A Modern Dædalus is also a rare example of an anarchy novel privileging the ideology of the anarchists, and of a Future War novel, written in English and published in England, favoring the side of England’s opponents. Most anarchist novels were written from the viewpoint of the country being attacked, whether Britain, the United States, France or Germany, and even those novels which presented the anarchists as the protagonists (see: Satan’s Children) made them the villains. A Modern Dædalus portrays the anarchists as the heroes. George Griffith’s The Angel of the Revolution is another novel which does this, although it’s doubtful that Griffith, who had a surfeit of creativity, was at all influenced or had even heard of A Modern Dædalus. Even if he had, it’s dubious he would have used it as a resource, he being against the idea of Irish independence.

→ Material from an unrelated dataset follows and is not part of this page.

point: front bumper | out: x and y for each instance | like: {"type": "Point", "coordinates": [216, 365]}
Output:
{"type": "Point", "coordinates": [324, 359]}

Greer was also one of the few writers in the nineteenth century to make use of science fictional devices in a novel in which Ireland frees itself from England. A Modern Dædalus was clearly written as a reaction to the 1886 Home Rule Crisis, in which William Gladstone’s Government of Ireland bill, which would have granted Ireland the right to self-governance, was defeated by Parliament. The bill itself was controversial with British and Irish alike; its defeat helped deepen the division between the Irish loyalist and Irish nationalists, and greatly increased the nationalists’ hatred for the British government. In light of this, A Modern Dædalus can be seen as political wish-fulfillment on Greer’s part, as a reaction to the controversy over Richard Barry O’Brien’s “The Best Hundred Irish Books” list of 18863–a list that drove home to many Irish readers and writers how little they knew of the literature of their home country4–and as a near-anticipation of the Irish Literary Revival of the late nineteenth and early twentieth centuries, which began a short time after the debut of A Modern Dædalus, with the publication of William Butler Yeats’ Fairy and Folk Tales of the Irish Peasantry (1888). (It must be wondered what the sales of A Modern Dædalus were like in England compared to Ireland).

Lastly, as Barbara Arnett Melchiori writes, there is the possibility that the young James Joyce might have read A Modern Dædalus: “the spelling of the name [Dædalus] with the Latin diphthong æ coincides with that adopted by Joyce as pseudonym when he published the first stories of Dubliners in The Irish Homestead in 1904."5 

Recommended Edition

Print: Tom Greer, A Modern Dædalus. New York: Arno Press, 1975.

Online: https://catalog.hathitrust.org/Record/008666090.

For Further Research

Stephen Morton, State of Emergency: Colonialism, Literature, and the Law. Liverpool: Liverpool University Press, 2013.

 

1 Tom Greer, A Modern Dædalus (London: Griffith, Farran, Okeden & Walsh, 1887), 37.

2 Greer, A Modern Dædalus, xvi.

3 Clare Hutton, “‘The Promise of Literature in the Coming Days’: The Best Hundred Irish Books Controversy of 1886,” Victorian Literature and Culture 39.2 (2011): 581-592.

4 Clare Hutton, “‘The Promise of Literature in the Coming Days,’” 584.

5 Barbara Arnett Melchiori, “A Modern Daedalus,” Joyce Studies in Italy 3 (1991), 14.